In cases of worker-perpetrated violence, employers can be held liable for harm if they fail to perform a reasonable pre-hiring investigation of an employee who injures another person in the course of a violent act. Suits also have been brought when an employer knows that an employee has threatened a specific person but has failed to warn that person. Retaining a violent worker after an incident also leaves an employer open to lawsuits.
Must violent workers be retained?
Nevertheless, the ADA might prevent employers from firing certain workers who exhibit violent behavior. The law states that employers may not discriminate on the basis of disability against a qualified individual with a disability, Morgan points out. Employers must reasonably accommodate employees with physical or mental impairments, which include any mental or psychological disorder, such as mental retardation, organic brain syndrome, emotional or mental illness, and specific learning disabilities, according to the ADA. However, the definition does not include personality traits such as a quick temper or poor judgment when they are not symptoms of a mental or psychological disorder.

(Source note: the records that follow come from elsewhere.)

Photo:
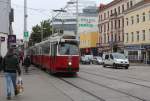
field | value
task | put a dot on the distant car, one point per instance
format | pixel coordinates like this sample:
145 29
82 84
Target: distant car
116 60
90 57
85 60
97 60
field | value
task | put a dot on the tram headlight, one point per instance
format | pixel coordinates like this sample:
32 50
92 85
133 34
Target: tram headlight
69 63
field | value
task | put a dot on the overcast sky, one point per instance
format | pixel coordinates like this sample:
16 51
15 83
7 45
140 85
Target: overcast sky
41 12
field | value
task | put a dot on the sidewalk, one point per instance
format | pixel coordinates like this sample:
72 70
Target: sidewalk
37 87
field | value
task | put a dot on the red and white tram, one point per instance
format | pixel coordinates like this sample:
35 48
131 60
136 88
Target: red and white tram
57 54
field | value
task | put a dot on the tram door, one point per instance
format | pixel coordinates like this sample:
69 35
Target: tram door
53 56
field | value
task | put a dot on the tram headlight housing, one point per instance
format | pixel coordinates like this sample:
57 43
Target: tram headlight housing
69 63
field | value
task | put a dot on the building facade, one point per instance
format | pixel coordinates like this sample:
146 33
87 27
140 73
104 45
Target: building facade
111 25
6 18
137 32
88 31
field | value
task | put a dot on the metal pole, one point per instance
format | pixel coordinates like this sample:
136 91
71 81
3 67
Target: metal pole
52 24
42 31
77 17
25 15
25 24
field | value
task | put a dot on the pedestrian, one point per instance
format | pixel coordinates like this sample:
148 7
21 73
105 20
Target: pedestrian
1 59
11 68
27 63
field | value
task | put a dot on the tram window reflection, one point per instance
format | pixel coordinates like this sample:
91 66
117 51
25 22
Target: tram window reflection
68 49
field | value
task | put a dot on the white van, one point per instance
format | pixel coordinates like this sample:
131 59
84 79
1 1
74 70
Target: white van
116 60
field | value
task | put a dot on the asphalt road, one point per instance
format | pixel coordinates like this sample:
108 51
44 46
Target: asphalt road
92 83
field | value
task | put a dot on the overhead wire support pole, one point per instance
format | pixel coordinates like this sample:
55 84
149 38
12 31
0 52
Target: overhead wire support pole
77 18
25 25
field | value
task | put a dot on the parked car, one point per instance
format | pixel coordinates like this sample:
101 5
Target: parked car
85 60
116 60
90 57
97 60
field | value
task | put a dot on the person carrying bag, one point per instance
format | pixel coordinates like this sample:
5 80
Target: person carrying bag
11 68
19 85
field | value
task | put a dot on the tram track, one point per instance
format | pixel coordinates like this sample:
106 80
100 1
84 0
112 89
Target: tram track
116 90
112 78
86 91
126 75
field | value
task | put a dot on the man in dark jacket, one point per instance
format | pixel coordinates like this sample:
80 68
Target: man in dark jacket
11 68
27 63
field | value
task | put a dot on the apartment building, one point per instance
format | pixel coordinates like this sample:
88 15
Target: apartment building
111 25
137 32
88 30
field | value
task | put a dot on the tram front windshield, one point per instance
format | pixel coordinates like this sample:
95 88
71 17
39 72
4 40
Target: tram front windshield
68 48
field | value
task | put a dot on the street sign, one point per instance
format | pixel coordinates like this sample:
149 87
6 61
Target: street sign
26 34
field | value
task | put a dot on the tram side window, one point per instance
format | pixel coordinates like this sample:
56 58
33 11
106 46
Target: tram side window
46 49
53 49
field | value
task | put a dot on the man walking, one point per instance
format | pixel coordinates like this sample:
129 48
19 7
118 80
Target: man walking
11 68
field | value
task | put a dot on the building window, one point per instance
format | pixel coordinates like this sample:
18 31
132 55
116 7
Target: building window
138 19
119 37
108 14
115 11
119 10
143 35
108 37
127 21
132 20
112 37
132 36
131 3
122 22
119 23
111 12
101 29
149 34
122 8
115 24
149 15
111 24
108 26
104 38
127 5
104 16
138 36
143 17
115 37
104 27
127 37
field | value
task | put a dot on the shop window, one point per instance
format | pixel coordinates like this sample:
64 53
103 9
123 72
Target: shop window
143 17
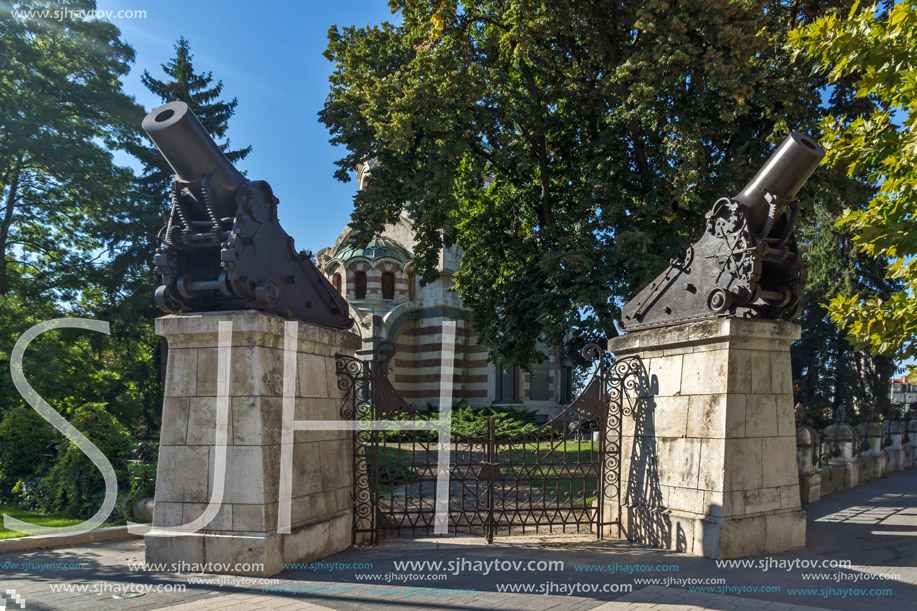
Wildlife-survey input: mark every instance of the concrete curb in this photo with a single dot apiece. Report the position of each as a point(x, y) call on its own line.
point(24, 544)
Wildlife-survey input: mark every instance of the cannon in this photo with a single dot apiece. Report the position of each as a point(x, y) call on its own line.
point(746, 264)
point(223, 247)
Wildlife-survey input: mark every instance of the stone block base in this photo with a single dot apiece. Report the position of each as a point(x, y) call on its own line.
point(809, 487)
point(716, 537)
point(708, 439)
point(894, 461)
point(260, 401)
point(257, 555)
point(832, 479)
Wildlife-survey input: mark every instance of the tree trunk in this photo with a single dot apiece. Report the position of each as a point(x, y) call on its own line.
point(7, 222)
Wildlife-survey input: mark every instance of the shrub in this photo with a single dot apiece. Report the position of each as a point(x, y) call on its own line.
point(24, 437)
point(466, 421)
point(74, 485)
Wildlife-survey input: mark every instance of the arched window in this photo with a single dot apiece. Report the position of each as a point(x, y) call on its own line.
point(359, 281)
point(388, 285)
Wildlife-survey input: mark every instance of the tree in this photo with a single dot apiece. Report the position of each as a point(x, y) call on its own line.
point(876, 48)
point(62, 112)
point(123, 287)
point(569, 148)
point(827, 369)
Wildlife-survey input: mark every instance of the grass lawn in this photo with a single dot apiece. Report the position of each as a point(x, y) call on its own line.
point(35, 518)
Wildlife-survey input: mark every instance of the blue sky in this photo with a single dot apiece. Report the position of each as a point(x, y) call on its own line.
point(269, 56)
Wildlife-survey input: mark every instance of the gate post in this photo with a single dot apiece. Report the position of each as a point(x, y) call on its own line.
point(245, 529)
point(709, 454)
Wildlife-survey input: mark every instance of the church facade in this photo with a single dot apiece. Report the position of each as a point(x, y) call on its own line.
point(388, 303)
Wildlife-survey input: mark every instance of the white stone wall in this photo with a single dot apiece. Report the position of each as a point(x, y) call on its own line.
point(709, 458)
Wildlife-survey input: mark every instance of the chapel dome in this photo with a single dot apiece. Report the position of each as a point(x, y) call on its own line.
point(378, 248)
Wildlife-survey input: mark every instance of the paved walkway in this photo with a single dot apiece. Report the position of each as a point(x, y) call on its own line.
point(873, 527)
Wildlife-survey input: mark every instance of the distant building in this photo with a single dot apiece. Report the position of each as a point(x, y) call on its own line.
point(388, 304)
point(901, 392)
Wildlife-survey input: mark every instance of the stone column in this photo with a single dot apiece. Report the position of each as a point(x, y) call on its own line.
point(872, 433)
point(910, 447)
point(709, 455)
point(245, 529)
point(894, 453)
point(807, 450)
point(845, 468)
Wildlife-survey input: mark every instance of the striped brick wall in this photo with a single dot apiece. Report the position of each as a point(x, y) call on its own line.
point(416, 372)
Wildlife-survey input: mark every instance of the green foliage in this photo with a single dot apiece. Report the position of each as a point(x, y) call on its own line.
point(142, 489)
point(24, 437)
point(74, 486)
point(876, 49)
point(467, 421)
point(569, 148)
point(827, 369)
point(508, 422)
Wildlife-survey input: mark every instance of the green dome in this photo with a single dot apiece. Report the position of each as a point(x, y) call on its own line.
point(378, 248)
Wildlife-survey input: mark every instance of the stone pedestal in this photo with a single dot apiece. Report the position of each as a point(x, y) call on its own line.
point(874, 435)
point(894, 453)
point(910, 446)
point(840, 446)
point(245, 529)
point(709, 455)
point(807, 449)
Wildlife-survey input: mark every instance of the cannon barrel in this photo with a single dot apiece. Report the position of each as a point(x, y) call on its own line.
point(193, 154)
point(782, 175)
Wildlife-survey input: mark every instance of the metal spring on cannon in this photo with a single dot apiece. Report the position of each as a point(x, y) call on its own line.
point(205, 190)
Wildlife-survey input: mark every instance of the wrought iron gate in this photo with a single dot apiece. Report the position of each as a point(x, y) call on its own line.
point(563, 476)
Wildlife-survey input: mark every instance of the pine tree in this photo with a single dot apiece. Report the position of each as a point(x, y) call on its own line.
point(127, 281)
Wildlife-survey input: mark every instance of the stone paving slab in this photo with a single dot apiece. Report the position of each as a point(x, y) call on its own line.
point(874, 527)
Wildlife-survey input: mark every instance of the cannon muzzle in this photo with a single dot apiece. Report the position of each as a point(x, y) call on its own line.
point(782, 175)
point(192, 153)
point(746, 264)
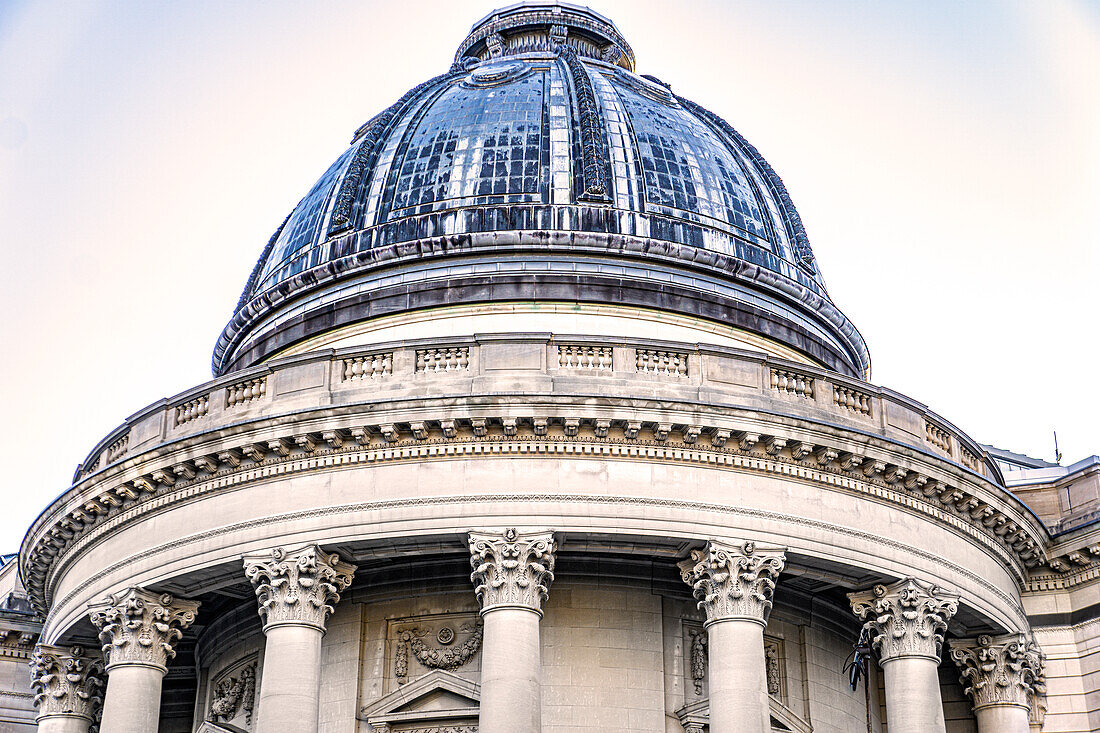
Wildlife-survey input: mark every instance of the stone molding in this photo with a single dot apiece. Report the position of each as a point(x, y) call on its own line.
point(906, 619)
point(140, 627)
point(1000, 670)
point(512, 569)
point(734, 582)
point(914, 493)
point(1011, 604)
point(297, 587)
point(66, 681)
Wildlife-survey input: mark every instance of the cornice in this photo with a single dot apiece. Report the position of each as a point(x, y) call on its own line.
point(212, 451)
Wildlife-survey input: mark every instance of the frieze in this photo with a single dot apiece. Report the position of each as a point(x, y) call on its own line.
point(933, 496)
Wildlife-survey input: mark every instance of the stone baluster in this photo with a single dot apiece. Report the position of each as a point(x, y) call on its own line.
point(68, 687)
point(512, 573)
point(297, 590)
point(139, 631)
point(1002, 675)
point(906, 621)
point(734, 584)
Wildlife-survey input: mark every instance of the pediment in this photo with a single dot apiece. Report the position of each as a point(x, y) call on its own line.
point(437, 696)
point(782, 718)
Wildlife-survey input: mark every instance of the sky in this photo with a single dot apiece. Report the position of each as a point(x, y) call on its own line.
point(945, 159)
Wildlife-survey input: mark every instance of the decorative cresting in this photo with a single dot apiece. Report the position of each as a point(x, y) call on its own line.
point(66, 681)
point(1001, 670)
point(297, 587)
point(734, 581)
point(593, 150)
point(512, 569)
point(140, 627)
point(906, 619)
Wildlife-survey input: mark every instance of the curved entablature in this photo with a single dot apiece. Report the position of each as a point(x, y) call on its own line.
point(559, 398)
point(543, 26)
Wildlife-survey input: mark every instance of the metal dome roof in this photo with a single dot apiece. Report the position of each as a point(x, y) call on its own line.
point(539, 124)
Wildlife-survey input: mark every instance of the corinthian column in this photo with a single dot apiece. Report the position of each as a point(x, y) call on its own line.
point(139, 631)
point(512, 573)
point(1001, 675)
point(297, 590)
point(734, 584)
point(67, 688)
point(906, 622)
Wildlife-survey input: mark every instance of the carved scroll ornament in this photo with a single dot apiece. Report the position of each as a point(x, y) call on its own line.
point(66, 681)
point(906, 619)
point(734, 581)
point(141, 627)
point(297, 587)
point(1004, 670)
point(512, 569)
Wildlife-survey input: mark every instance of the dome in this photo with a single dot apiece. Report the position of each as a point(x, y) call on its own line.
point(541, 166)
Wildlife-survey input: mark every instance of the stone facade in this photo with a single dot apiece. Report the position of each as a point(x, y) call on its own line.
point(435, 489)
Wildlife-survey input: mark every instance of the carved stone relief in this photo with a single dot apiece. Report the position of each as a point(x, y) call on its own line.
point(695, 663)
point(234, 693)
point(420, 644)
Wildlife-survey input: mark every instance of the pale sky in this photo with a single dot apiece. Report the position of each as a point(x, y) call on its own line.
point(944, 155)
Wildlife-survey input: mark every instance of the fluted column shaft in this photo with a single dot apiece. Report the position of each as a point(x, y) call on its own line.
point(67, 686)
point(297, 590)
point(139, 631)
point(734, 584)
point(1001, 675)
point(908, 621)
point(512, 575)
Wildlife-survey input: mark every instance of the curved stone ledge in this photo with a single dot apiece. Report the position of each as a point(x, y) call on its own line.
point(635, 400)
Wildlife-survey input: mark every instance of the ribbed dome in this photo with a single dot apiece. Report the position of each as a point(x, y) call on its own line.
point(539, 126)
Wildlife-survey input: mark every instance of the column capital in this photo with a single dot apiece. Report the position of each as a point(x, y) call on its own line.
point(297, 587)
point(906, 619)
point(734, 582)
point(140, 627)
point(512, 569)
point(66, 682)
point(1000, 670)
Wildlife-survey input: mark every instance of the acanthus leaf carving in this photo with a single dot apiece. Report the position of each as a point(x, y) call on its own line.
point(1000, 670)
point(66, 681)
point(734, 581)
point(906, 619)
point(140, 627)
point(298, 587)
point(512, 568)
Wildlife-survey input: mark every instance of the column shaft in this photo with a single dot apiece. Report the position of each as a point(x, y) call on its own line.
point(133, 699)
point(1002, 719)
point(738, 678)
point(290, 686)
point(64, 724)
point(510, 699)
point(913, 701)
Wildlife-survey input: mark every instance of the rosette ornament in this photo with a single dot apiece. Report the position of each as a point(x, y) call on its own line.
point(297, 587)
point(512, 569)
point(141, 627)
point(67, 682)
point(1001, 670)
point(734, 581)
point(906, 619)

Employers can require that employees not pose a direct threat to the health or safety of others. However, if the employee poses a direct threat due to a disability, employers must determine whether a reasonable accommodation could eliminate the risk or reduce it. Only if no accommodation exists can an employer refuse to hire an applicant or discharge an employee who poses a direct threat. Even so, under the ADA, employers cannot deny employment opportunities to people with disabilities because of a slightly increased risk. The risk can be considered only when there is a high probability of substantial harm, Morgan says.
"Such considerations must rely on objective, factual evidence not subjective perceptions, irrational fears, patronizing attitudes, or stereotypes about the nature or effect of a disability," she states.
Many circumstances could exist in which the level of threat is not sufficient to be considered direct, yet it could be enough to render the employer negligent for hiring or retaining a worker. Morgan suggests that one of the few measures hospitals can take to satisfy the ADA and avoid other civil liability is to establish and enforce policies against workplace violence.
"Theoretically, if an employee violates a company policy against violent outbursts in the workplace, whether the outburst is due to a disability or not, it may render that worker not qualified to do the job," she says.